Berbeda halnya dengan sistem Islam, Islam sangat mencela perbuatan zina. Dan memandang perbuatan zina sebagai induk seluruh sifat buruk. Di dalam perbuatan zina terkandung bahaya yang sangat besar yang akan membuka pintu-pintu kemaksiatan dan mewariskan kemiskinan dan kesulitan hidup. Perbuatan zina juga akan mengaburkan kemaslahatan aturan semesta alam dalam menjaga nasab dan memelihara kehormatan manusia. Jadi dalam hukum Islam, para pelaku zina akan mendapat hukuman yang sangat berat di dunia maupun di akhirat. Allah SWT berfirman,
وَٱلَّذِينَ لَا يَدۡعُونَ مَعَ ٱللَّهِ إِلَٰهًا ءَاخَرَ وَلَا يَقۡتُلُونَ ٱلنَّفۡسَ ٱلَّتِي حَرَّمَ ٱللَّهُ إِلَّا بِٱلۡحَقِّ وَلَا يَزۡنُونَۚ وَمَن يَفۡعَلۡ ذَٰلِكَ يَلۡقَ أَثَامٗا
“Dan orang-orang yang tidak mempersekutukan Allah dengan sembahan lain dan tidak membunuh orang yang diharamkan Allah kecuali dengan (alasan) yang benar, dan tidak berzina; dan barang siapa melakukan demikian itu, niscaya dia mendapat hukuman yang berat.” ( QS. Al-Furqan: 68)

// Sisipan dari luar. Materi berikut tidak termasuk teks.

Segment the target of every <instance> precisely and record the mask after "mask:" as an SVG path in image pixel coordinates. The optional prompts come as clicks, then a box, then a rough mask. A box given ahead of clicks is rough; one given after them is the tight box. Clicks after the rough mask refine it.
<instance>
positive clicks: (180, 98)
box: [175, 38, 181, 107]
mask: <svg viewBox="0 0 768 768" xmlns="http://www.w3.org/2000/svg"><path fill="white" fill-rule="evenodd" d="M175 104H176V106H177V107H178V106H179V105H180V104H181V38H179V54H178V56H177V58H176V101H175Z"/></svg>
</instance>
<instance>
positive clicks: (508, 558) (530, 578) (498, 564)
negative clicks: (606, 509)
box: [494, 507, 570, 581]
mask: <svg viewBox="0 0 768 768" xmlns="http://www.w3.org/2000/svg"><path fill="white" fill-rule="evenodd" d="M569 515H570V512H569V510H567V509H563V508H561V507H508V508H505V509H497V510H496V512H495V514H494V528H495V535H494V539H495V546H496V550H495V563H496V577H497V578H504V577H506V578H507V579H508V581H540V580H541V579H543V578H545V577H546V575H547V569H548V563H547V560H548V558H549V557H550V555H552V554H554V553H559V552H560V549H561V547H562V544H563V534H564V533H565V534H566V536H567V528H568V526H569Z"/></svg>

Adapun dalam menghadapi polemik yang terjadi saat ini, maka negara harus bersikap teguh dan mengutamakan keselamatan masyarakat terutama generasi. Demikian pula dengan umat, sudah saatnya umat segera mencampakkan sistem kapitalisme sekuler yang telah nyata-nyata kerusakannya. Sistem kapitalisme sekuler hanya mampu memproduksi aturan yang menimbang baik dan buruk berdasarkan hawa nafsu manusia serta keuntungan materi semata. Maka sesungguhnya, sangat penting untuk menumbuhkan kesadaran terhadap kerusakan sistem kapitalisme sekuler.
Dan kesadaran ini hanya akan tercipta ketika para tokoh umat khususnya para mubalighah turut serta berperan dalam aktivitas dakwah yang bersifat pemikiran dan politik. Berdakwah untuk menanamkan kesadaran akan pentingnya mengganti sistem kapitalisme sekuler dengan sistem Islam yang kaffah dalam naungan Khilafah Islamiyah. Sebab hanya dengan sistem Islam kaffah, seluruh masalah yang timbul karena perzinaan akan terselesaikan secara sempurna.
Maka, kesimpulannya adalah hanya sistem Islam kaffah yang akan mampu menutup seluruh celah yang akan menghantarkan pada aktivitas perzinaan. Karena seluruh aturan yang diterapkan bersifat komprehensif. Dan aturan ini hanya dapat diterapkan oleh negara Islam yaitu Khilafah Islamiyah. Wallahu a’lam bishshawab. [SM/Ah]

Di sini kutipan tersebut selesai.